Child Rearing Principles

Parents need to invest time and effort into child rearing. In the past, with large extended families living in close proximity, child rearing didn’t require as much effort because children had many models to observe and learn from. These days parents are the only source children have to learn proper behavior. So young parents need to make a conscientious effort to learn about parenting, for example by reading books or taking parenting classes.

If I had to list the two most important words for parenting, they would be love and responsibility. I think all good parenting principles hinge upon these two things. Most parents know how to love reasonably well. What many don’t know is how to teach children responsibility.

Parents should teach their children to take responsibility for their own actions very early on. If an infant is about to touch a hot stove, for example, instead of pushing his hand away from stove, parents might want to let the baby feel the heat of the stove. That way, he learns to not touch the stove because it would hurt, and not just because his parents prohibit it. Of course, there must be some discernment in regards to when to do this and when a child needs to be protected from undue harm. However, there must be a place for a child, even a young child, to learn lessons on his or her own.

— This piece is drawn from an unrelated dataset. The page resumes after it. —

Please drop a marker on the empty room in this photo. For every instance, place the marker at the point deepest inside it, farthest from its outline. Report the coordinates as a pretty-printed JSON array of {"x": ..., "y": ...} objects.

Parents should also allow children to get what he wants only if they ask politely. They should learn that courteous behavior, not whining, is the right way to ask for what they want.

Parents should teach their children to follow rules. When parents make rules it works best if they do it with consultation with the children. The rules must be explained carefully so that children understand why they are necessary. Parents and children must agree on penalties as well. Penalties might include no TV, spanking, or withholding allowance. Making them do household chores such as washing dishes is not a good idea because it makes children see chores as penalties, as opposed to being responsibilities. When parents penalize children they must do it consistently. Otherwise, if it is dependent on how the parent feels at the moment, it can confuse children and not produce desirable results in children’s behavior.

When children become teenagers parents should allow them more freedom. At times, they may push the envelope with outrageous behavior in the process of finding their identity apart from their parents. Parents should not overreact to this as long as their behavior is not destructive. Do not criticize their hairstyle or dress. You can express your opinion, but leave it at that. Do not ever criticize their friends, because children take this as criticism against themselves.

Along with giving them freedom, parents need to make their children take a proportional amount of responsibility. If, in their freedom, they make bad decisions, they must learn to assume responsibility for the consequences. For example, if they are arrested for possessing or using drugs, parents should not bail them out immediately. They should wait until their children taste some of the real consequences of their actions so they can learn, repent and resolve not to do it again.